Dru had desired the chamber to appear to them in its simplest form… a soft dirt floor and blank curved walls. In some respects, it resembled a miniature version of the room of worlds minus the images covering the walls and ceiling.
“Is there more to it?”
“Much more.” He waved his free hand and a marble floor of alternating black and white squares formed. “I can’t say why we nee
d a separate chamber to do what could be done anywhere, but Sharissa and I have preferred it this way.”
He gestured to the left and the right. A slight tremor shook the room, but his spell still worked. Several figures, some human, some creatures of varying sorts, stood in what appeared to be random placement on the squares.
“Do your people have chess?” He briefly outlined the game.
She nodded, but her eyes were not on him. Rather, the figures themselves fascinated her more. “We have it, but not like this.” Xiri started to walk toward one of the closest pieces on the giant board, a wide, armored figure holding a scepter and sporting a sadistic smile. “These playing pieces… is there something—”
Dru blinked and the board was now normal size. It rested on a glass table that was accompanied by two soft couches, one for each player.

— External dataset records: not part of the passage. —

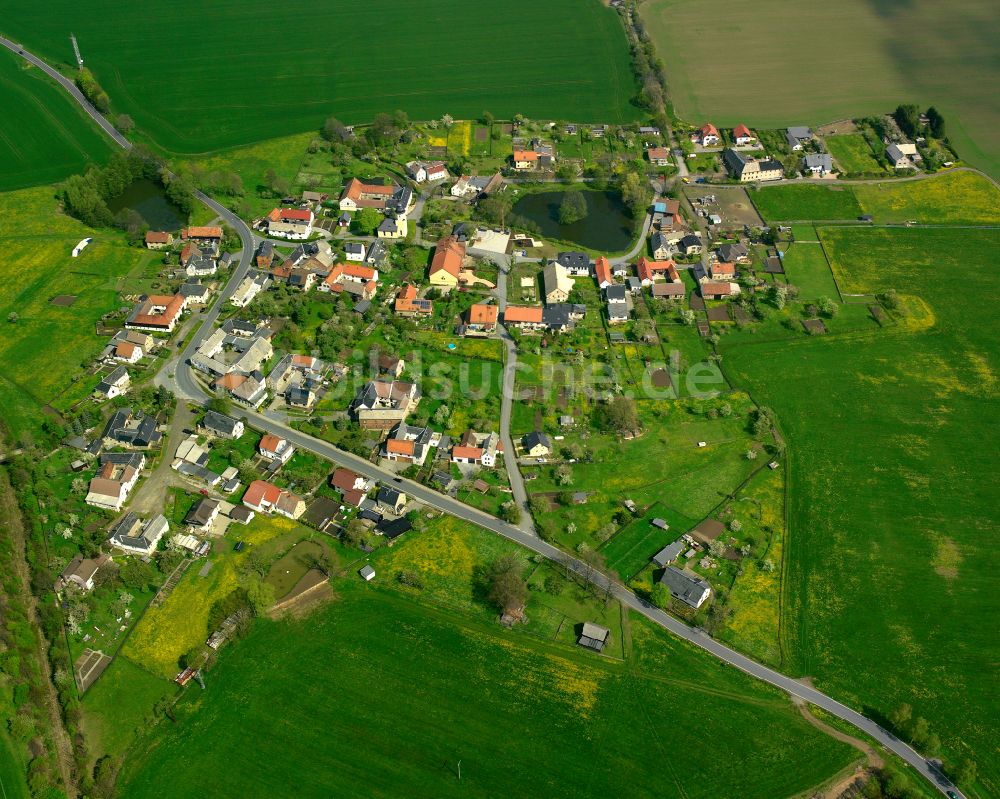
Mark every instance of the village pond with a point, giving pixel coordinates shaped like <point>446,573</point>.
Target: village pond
<point>607,226</point>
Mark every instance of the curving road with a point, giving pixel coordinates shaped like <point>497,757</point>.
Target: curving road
<point>189,386</point>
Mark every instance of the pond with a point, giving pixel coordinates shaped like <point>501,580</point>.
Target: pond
<point>606,227</point>
<point>148,200</point>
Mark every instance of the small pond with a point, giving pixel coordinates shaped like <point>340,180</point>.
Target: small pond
<point>606,227</point>
<point>148,199</point>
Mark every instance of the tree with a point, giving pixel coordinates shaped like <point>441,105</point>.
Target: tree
<point>622,416</point>
<point>573,208</point>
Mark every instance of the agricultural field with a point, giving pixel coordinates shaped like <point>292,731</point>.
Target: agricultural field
<point>869,58</point>
<point>805,201</point>
<point>956,197</point>
<point>195,94</point>
<point>45,344</point>
<point>45,137</point>
<point>350,714</point>
<point>852,152</point>
<point>886,444</point>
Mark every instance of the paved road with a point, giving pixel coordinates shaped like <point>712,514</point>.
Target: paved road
<point>187,384</point>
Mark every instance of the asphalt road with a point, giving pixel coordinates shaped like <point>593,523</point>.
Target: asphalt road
<point>187,385</point>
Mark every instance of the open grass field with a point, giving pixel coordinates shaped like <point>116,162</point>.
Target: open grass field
<point>890,573</point>
<point>805,201</point>
<point>947,198</point>
<point>218,89</point>
<point>823,62</point>
<point>41,353</point>
<point>383,695</point>
<point>852,152</point>
<point>45,136</point>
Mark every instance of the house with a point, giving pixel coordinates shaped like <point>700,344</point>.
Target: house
<point>128,429</point>
<point>523,317</point>
<point>482,320</point>
<point>158,239</point>
<point>690,245</point>
<point>133,535</point>
<point>157,313</point>
<point>798,137</point>
<point>81,572</point>
<point>576,264</point>
<point>525,159</point>
<point>818,163</point>
<point>477,449</point>
<point>669,553</point>
<point>410,444</point>
<point>746,168</point>
<point>557,283</point>
<point>390,500</point>
<point>593,636</point>
<point>650,271</point>
<point>742,136</point>
<point>221,426</point>
<point>658,156</point>
<point>115,384</point>
<point>381,404</point>
<point>275,448</point>
<point>408,304</point>
<point>202,515</point>
<point>903,155</point>
<point>265,497</point>
<point>602,272</point>
<point>707,135</point>
<point>536,444</point>
<point>449,254</point>
<point>734,253</point>
<point>686,586</point>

“Why did you do that?” Xiri snapped. She immediately remembered herself and gave him an apologetic smile.
“You wouldn’t like what you saw there. Shall we play a game?”
“A game? Now? When we still have to find Sharissa?”
Joining her, he reached out to run one of his hands in her long hair. “I thought you liked games.”
Her face was stone. “You know!”
He tightened his grip on her hair. “You forget, Melenea, as much as you claim to understand me, I also understand you.”
She laughed. Her form changed without warning and Dru found his hand holding nothing more than illusion. With daring quickness, Melenea took hold of him and kissed him long and hard. Dru finally succeeded in prying her away, his face deepening to a color akin to her hair.
“No, Melenea, not again. I won’t be a part of your world. That’s behind me.”
“If you say so, sweet. Was it that question about those Seekers that told you? I wondered about that when you asked, though I thought you were suspicious before you mentioned them.”
“They only verified that you weren’t Xiri. You played a poor game. Tiny things that you knew that she couldn’t. Rendel and Gerrod being brothers. The worst move yet, you couldn’t even control your own personality. I gave you every chance. Sirvak wanted to tell me that it was under your sway. I guessed as much once I knew that you had gained entrance to the castle earlier, but Sirvak was unable to point you out as an imposter.” Dru turned from her, nearly daring Melenea to do something, and walked over to the chess set. He fingered one of the pieces, the one that she had tried to study up close. “I sent it away knowing you, wherever you were, wouldn’t stop me. Sirvak has suffered too much already and I know you’re to blame.”